By Cyril Morong on Feb 12 2006, 1:36p

http://www.beyondtheboxscore.com/2006/2/12/133645/296

One question that often comes up is "what is the relative value of on-base percentage (OBP) and slugging percentage (SLG)?" Is OBP 50% more important than SLG? Or 60%? Or something else? A stat called OPS simply adds the two, giving them equal weight. But maybe the weight should not be equal. For example, here is the regression equation of team runs per game for the years 2001-03:

R/G = 17.11*OBP + 11.13*SLG - 5.66

This makes OBP about 53% more important than SLG, a fairly typical result. But it is possible that OBP might be more important for certain positions in the lineup, like the leadoff batter. And for SLG, it might be more important for the cleanup hitter. To check this out, I ran a regression in which team runs per game was the dependent variable (DV) and the OBP and SLG of each lineup slot as the independent variables (IVs). OBP1 means the OBP of the leadoff batter, SLG3 means the SLG of the third place hitter, etc. I used data from Retrosheet for the 1989-2002 seasons. Retrosheet shows the stats for each team by lineup position. Below are the coefficient values for the IVs.

There is quite a variance. A point of OBP is worth about .003 runs per game from the leadoff man (a .021 increase in the leadoff OBP would be about .063 runs more per game or 10 for a whole season, which usually means about 1 win) The value of OBP is much less for the number 8 man. For the leadoff man, OBP is three times as important as SLG. For the cleanup hitter, they are almost the same. So this analysis shows that the relative values of OBP and SLG could be different depending on the lineup position of the batter in question.

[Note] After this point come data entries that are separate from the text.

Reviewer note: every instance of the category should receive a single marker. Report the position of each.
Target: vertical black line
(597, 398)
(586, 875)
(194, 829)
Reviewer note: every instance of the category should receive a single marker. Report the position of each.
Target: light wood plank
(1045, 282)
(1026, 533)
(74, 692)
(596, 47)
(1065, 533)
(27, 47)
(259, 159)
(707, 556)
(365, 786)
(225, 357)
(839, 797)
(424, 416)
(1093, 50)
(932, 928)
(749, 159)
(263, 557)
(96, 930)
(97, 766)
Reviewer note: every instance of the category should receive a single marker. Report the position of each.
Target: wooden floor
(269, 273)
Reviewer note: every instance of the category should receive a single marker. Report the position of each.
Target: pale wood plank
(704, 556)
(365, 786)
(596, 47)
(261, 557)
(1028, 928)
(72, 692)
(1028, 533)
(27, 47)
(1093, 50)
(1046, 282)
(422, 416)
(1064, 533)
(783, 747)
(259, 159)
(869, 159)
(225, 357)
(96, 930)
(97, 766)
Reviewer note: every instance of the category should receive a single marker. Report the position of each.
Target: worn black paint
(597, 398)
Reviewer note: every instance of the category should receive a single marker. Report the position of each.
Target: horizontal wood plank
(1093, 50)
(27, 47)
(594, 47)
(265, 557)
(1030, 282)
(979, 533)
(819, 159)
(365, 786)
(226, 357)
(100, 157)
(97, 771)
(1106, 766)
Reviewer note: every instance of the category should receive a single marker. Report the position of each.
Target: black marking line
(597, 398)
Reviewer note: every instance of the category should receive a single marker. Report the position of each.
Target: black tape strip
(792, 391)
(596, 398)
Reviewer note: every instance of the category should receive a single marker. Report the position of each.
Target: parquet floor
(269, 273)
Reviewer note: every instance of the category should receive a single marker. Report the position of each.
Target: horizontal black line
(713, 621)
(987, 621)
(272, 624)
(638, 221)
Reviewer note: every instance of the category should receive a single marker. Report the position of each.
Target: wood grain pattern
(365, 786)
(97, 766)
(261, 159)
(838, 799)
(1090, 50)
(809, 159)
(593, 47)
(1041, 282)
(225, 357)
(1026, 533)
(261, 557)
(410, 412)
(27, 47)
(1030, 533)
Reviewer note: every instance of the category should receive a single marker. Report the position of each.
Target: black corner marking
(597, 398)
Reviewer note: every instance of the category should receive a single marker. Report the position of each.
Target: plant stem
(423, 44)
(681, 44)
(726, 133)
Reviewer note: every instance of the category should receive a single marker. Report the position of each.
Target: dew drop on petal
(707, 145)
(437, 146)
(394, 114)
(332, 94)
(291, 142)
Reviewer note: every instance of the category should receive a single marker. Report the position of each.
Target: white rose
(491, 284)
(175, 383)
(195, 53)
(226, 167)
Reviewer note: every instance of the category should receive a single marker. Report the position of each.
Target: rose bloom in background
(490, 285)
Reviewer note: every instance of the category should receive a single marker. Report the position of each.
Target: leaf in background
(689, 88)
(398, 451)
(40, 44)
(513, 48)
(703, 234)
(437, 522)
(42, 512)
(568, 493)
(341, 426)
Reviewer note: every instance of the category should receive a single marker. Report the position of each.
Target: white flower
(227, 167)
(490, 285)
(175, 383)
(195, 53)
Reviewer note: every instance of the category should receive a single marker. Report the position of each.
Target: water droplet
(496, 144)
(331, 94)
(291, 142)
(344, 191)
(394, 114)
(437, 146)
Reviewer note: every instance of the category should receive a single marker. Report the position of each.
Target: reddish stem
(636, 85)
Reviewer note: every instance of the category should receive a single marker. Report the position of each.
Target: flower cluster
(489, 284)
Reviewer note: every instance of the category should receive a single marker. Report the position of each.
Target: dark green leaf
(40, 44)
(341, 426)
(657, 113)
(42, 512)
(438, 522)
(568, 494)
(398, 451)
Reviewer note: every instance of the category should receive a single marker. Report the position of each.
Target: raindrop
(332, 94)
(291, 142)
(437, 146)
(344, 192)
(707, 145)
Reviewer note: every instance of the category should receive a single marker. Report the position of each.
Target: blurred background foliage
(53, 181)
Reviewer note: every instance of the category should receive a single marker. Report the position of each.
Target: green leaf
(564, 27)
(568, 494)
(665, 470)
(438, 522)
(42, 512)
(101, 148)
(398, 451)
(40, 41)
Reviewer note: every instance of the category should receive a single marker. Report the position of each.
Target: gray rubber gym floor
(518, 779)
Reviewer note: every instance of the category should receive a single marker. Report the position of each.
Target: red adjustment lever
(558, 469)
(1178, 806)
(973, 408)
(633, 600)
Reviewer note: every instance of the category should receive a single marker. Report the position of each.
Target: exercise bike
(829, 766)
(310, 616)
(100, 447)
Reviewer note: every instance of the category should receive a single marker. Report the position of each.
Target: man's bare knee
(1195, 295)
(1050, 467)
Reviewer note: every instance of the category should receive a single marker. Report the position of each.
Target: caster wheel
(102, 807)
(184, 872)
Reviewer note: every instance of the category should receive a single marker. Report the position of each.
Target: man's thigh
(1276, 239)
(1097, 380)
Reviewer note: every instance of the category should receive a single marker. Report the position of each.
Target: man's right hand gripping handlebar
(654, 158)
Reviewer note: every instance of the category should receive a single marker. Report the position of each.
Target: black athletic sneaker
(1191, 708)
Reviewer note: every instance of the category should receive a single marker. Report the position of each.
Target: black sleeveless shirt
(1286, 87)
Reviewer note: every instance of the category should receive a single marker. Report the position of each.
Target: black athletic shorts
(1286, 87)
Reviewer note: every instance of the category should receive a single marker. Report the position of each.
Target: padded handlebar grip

Mark Pankin has already looked at this issue using a tool called Markov Chains. He presented his results at the SABR convention in 2004. His study is on line at:

http://www.pankin.com/sabr34.pdf

There could be multicollinearity in my analysis, meaning that the coefficient estimates are not as reliable as they could be because IVs are highly correlated with each other. I discuss what I did to detect multicollinearity below. But if this were a problem, I tried a different, but similar model where the IVs would likely be less correlated with each other.

Each lineup slot had 3 variables: walk percentage, hit percentage and extra-base percentage. For walks, hits, and extra-bases, the denominator was plate appearances (PAs). This is a little different than comparing OBP and SLG since OBP has PAs as the denominator and SLG has ABs. Also, by using extra-bases, it is a little like isolated power. SLG is not always as good measure of power because a guy who hits a single drives up his SLG. Isolated power is SLG - AVG, or extra-bases divided by ABs. Of course, here, I am using PAs. H1 is the hit% of the leadoff man, W1 is the walk% of the leadoff man, XB1 is the extra-base% of the leadoff man, etc. Here are the coefficient estimates:

Again, there are some big differences. The value of a walk to the leadoff man is twice what it is for the number 6 man. The cleanup hitter has the highest extra-base value.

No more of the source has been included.